For the first time, the Board of Control for Cricket in India (BCCI) will give CDs of all Ranji Trophy matches to the five zonal curators and ask them to look into the behaviour of pitches.
Also high on the agenda is to make each association identify at least four first-class centres that can hold matches on a rotational basis.
Excerpts from an interview with Daljit Singh, chairman, pitches and grounds committee:
Are you satisfied with the way pitches were prepared this season?
Last year, we played the Ranji final at a neutral venue for the first time and everyone appreciated it. We should give this (concept) time.
I agree the pitches for the semifinals were in favour of the batsmen. But the quarters were played on sporting tracks.
Previously, we only saw fence hitting by the batsmen in the first three or four games. In the next half, there were dramatic changes in the pitches as the teams faced promotion/relegation. The board has now put its foot down on this.
Why is nothing being done to provide sporting pitches?
The BCCI is thinking of certifying curators and they will be accountable. A certain element of home advantage is acceptable but it should not be blatant.
Shouldn’t youngsters be made to play on bouncy pitches?
We are paying too much attention to senior cricket. If we can rear our juniors on bouncy, hard wickets, their mindset will be different.
I know of India under-19 teams wanting to play only on turning tracks at home. At this level, they should be playing on all kinds of pitches.
Like the Karnataka State Cricket Association, should foreign help be taken to prepare pitches?
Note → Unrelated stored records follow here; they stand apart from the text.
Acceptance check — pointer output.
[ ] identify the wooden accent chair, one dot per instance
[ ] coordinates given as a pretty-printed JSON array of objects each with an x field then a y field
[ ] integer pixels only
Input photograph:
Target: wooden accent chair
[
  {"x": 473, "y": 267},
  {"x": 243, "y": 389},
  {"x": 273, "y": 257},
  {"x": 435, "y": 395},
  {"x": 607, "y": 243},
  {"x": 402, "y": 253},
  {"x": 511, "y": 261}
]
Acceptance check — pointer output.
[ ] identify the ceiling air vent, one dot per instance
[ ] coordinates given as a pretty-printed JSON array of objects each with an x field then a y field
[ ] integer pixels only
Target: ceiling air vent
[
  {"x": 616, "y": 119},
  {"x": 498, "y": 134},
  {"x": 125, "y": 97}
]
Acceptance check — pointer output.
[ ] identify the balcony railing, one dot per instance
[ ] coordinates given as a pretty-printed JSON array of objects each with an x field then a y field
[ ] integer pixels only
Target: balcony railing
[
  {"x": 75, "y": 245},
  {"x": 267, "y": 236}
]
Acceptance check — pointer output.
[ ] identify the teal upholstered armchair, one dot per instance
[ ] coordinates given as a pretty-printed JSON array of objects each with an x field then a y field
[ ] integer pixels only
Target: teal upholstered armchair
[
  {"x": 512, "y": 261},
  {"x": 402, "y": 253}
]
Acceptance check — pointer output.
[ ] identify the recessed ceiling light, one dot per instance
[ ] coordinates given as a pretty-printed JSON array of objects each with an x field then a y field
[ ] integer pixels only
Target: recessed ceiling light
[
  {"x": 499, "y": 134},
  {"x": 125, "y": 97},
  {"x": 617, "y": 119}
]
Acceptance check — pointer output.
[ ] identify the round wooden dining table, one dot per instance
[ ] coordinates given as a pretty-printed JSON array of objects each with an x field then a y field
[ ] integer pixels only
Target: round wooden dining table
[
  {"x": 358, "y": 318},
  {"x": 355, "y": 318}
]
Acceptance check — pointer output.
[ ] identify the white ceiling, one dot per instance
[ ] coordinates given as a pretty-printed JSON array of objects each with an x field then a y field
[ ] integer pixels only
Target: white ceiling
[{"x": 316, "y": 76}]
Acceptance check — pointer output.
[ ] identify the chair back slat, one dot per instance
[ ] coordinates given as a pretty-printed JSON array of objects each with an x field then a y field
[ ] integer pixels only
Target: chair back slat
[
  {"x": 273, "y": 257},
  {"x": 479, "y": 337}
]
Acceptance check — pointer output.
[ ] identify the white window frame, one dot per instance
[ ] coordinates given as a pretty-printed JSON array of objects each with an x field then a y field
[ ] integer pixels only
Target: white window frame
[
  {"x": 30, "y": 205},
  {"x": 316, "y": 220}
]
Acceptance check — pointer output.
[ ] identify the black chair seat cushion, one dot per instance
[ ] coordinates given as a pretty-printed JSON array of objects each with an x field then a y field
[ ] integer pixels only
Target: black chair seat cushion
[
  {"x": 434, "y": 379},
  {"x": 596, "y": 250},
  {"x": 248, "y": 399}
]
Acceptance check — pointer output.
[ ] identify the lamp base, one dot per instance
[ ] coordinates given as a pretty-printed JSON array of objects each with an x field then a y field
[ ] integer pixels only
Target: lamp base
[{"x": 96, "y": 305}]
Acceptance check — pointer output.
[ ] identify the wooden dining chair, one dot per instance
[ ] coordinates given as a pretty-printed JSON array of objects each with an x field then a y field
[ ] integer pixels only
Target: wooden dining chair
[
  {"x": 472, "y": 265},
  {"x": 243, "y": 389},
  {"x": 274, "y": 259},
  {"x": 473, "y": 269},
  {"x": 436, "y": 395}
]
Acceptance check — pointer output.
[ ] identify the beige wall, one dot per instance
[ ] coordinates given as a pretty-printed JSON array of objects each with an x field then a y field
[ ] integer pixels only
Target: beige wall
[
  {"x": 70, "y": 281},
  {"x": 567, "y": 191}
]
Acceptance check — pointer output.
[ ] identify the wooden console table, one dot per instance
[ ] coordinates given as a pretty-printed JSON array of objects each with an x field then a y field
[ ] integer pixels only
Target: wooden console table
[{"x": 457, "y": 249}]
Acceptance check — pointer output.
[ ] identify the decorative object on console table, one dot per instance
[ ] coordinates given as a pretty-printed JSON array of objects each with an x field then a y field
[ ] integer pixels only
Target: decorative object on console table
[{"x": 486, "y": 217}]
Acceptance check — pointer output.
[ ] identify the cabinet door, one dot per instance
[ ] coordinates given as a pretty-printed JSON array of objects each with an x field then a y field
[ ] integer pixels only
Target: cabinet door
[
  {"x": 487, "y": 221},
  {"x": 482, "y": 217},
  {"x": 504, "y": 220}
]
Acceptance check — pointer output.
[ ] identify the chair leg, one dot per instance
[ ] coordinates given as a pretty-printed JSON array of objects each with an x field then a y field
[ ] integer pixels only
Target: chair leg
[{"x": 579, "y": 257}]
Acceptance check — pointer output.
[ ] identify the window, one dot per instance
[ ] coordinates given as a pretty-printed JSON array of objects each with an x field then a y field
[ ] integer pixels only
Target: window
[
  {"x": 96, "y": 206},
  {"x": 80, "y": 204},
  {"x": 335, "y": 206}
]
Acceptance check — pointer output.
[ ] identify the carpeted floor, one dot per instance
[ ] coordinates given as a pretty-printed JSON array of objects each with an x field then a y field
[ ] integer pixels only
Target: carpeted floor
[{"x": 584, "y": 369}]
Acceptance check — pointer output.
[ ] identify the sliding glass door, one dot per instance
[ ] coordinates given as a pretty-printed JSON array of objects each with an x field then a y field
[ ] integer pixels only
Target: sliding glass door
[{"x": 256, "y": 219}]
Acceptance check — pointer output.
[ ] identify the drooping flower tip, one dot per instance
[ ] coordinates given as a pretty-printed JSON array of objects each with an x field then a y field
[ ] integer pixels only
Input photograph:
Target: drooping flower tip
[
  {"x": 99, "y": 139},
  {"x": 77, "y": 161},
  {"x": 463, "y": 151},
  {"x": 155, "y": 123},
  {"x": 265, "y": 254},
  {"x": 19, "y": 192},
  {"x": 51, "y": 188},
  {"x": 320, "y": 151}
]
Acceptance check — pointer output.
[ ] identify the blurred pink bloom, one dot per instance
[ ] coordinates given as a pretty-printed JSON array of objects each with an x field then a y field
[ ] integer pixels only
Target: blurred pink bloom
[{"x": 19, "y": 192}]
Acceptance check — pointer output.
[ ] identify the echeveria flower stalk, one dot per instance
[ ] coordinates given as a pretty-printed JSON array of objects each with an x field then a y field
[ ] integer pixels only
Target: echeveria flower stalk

It is not a good idea. You cannot prepare a pitch 4-5 days before a game. You need 6-8 weeks. Foreigners are not aware of local conditions besides communication with the groundsmen is a problem.
What is the way ahead?
The BCCI has published a guidebook for groundsmen and it talks about what goes into the preparation of a pitch, its maintenance and what needs to be done to preserve it after a match.